In the first employment decision of the Fall term, the Court upheld the suspension of a city firefighter who refused a reasonable suspicion drug test by offering water in lieu of a urine sample. Legg. v. Felinton, No. 33044 (Oct. 5, 2006) (per curiam).
The City of Huntington received a tip that one of its firefighters had been smoking crack and drinking beer while on duty. The fire chief decided to conduct a reasonable suspicion drug test based on (1) the tip, (2) a two year old charge of driving under the influence, (3) a pattern of sick leave usage, and (4) an alteration in personality of the firefighter which had been observed by individuals who worked with him.
The lab determined the specimen given by the firefighter was water, not urine, and it characterized the sample as "substituted-refusal to test." The firefighter was then suspended without pay and without a pre-suspension hearing.

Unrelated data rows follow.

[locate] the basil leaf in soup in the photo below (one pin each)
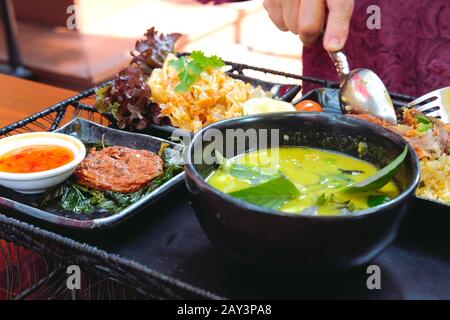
(271, 194)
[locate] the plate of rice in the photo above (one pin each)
(428, 136)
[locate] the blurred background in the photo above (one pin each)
(106, 31)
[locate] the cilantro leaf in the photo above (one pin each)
(422, 119)
(424, 127)
(271, 194)
(189, 69)
(382, 177)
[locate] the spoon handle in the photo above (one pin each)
(341, 63)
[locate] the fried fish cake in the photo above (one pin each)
(118, 169)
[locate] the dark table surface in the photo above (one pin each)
(167, 237)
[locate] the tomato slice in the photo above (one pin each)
(308, 106)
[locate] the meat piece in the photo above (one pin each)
(430, 144)
(119, 169)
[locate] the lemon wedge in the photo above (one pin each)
(264, 105)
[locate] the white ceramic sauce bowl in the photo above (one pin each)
(38, 182)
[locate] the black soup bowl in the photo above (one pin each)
(269, 238)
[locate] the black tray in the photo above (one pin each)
(90, 132)
(164, 253)
(328, 98)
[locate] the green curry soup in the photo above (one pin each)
(301, 179)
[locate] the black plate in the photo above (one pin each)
(329, 99)
(88, 131)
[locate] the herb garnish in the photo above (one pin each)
(381, 178)
(189, 68)
(269, 191)
(78, 198)
(271, 194)
(376, 200)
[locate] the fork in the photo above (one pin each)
(434, 104)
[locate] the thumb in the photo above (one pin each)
(336, 33)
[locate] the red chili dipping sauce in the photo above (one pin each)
(35, 158)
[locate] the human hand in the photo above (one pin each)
(307, 19)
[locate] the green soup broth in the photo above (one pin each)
(320, 177)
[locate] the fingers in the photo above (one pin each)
(290, 10)
(311, 20)
(336, 33)
(273, 7)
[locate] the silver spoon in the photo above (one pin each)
(362, 91)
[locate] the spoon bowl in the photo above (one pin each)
(362, 91)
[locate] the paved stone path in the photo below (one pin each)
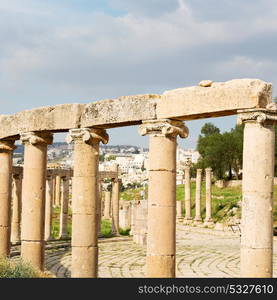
(198, 255)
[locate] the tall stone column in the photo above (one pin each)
(54, 190)
(161, 224)
(257, 189)
(188, 218)
(16, 208)
(208, 219)
(179, 209)
(48, 208)
(64, 207)
(6, 151)
(107, 205)
(99, 206)
(198, 219)
(58, 191)
(115, 202)
(33, 196)
(84, 200)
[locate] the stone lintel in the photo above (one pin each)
(211, 99)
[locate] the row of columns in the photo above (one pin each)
(187, 199)
(258, 167)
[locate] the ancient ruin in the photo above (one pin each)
(161, 117)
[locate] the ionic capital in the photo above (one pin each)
(164, 127)
(87, 135)
(35, 138)
(7, 145)
(262, 116)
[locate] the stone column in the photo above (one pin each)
(33, 196)
(64, 207)
(6, 151)
(198, 219)
(208, 219)
(107, 205)
(257, 189)
(16, 208)
(48, 208)
(161, 237)
(99, 206)
(125, 216)
(133, 210)
(84, 200)
(188, 218)
(58, 191)
(54, 190)
(115, 203)
(179, 209)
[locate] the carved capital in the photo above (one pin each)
(164, 127)
(7, 145)
(261, 116)
(87, 135)
(199, 171)
(35, 138)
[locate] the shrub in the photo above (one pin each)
(19, 269)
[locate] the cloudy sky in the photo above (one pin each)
(67, 51)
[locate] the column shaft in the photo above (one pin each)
(115, 206)
(48, 208)
(16, 208)
(99, 207)
(208, 219)
(64, 208)
(33, 197)
(6, 150)
(198, 218)
(188, 217)
(58, 191)
(179, 209)
(107, 205)
(161, 238)
(84, 200)
(256, 220)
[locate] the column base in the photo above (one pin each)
(84, 262)
(197, 221)
(256, 263)
(208, 222)
(160, 266)
(188, 221)
(63, 237)
(5, 241)
(179, 219)
(33, 252)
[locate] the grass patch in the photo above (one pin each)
(124, 231)
(20, 269)
(106, 228)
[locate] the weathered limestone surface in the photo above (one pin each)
(16, 208)
(220, 98)
(55, 118)
(84, 200)
(257, 203)
(6, 149)
(161, 237)
(126, 109)
(33, 197)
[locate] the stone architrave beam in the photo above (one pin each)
(203, 101)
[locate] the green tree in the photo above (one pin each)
(221, 152)
(209, 129)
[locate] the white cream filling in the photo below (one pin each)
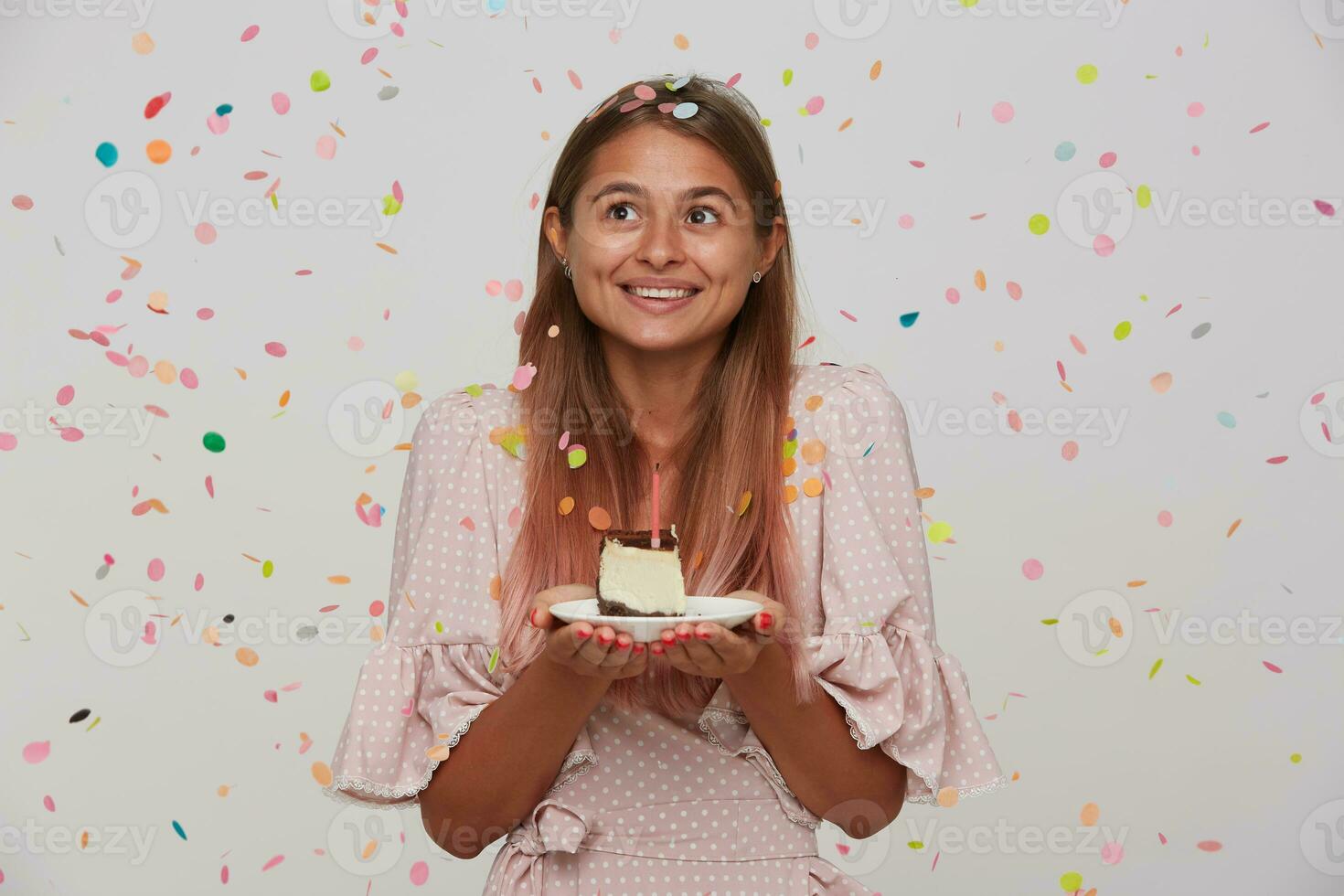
(644, 579)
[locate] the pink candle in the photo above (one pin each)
(655, 540)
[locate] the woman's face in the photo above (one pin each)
(663, 212)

Several months later, a hearing board determined that the chief lacked reasonable suspicion to require a drug test. The decision was appealed to the Firemen's Civil Service Commission, which reversed, finding reasonable suspicion and exigent circumstances justifying the immediate suspension without pay pending termination. That decision was appealed to the circuit court, which reversed, holding that reasonable suspicion and exigent circumstances were lacking. On appeal, the West Virginia Supreme Court of Appeals then reversed the circuit court, holding that the Firemen's Civil Service Commission decision was correct on both points.
The holding on the issue of reasonable suspicion is noteworthy because it finds that a reasonable suspicion test did not need to be based on evidence and observations of the employee on the day of testing. "The circuit court relied upon the fact that no symptoms commonly attributed to the use of controlled substances were observed on the day of the drug testing. ... A review of the policy, however, reveals no requirement that the behaviors, symptoms, or actions justifying testing actually occur on the day of testing. Thus, the circuit court introduced and relied upon a requirement which does not exist."
The "reasonable suspicion" language of the City's policy appears similar to the reasonable suspicion standard announced in the seminal workplace drug testing case of Twigg v. Hercules Corp., 185 W.Va. 155, 406 S.E.2d 52 (1990). Huntington's policy was important in this case because it gave the firefighter a right to which he probably was not entitled under Twigg. Twigg held that reasonable suspicion for drug testing is not necessarily required "while an employee's job responsibility involves public safety or the safety of others." Syl. Pt. 2, Twigg. Thus, any requirement of reasonable suspicion in this case would have been policy-based.
It appears the Court is comfortable that the "reasonable suspicion" standard can be met by evidence of drug use gathered over a period of time, and not simply on the day of testing. In this case, four days had passed between the tip and the drug test. Even so, the court found that the employer had reasonable suspicion of drug use.
The Court went on to uphold the Firemen's Commission's ruling that that "exigent circumstances" existed to justify the punitive action against the firefighter before a hearing because "the safety of other firefighters, as well as citizens of the City of Huntington, would be endangered by the continued employment of the firefighter."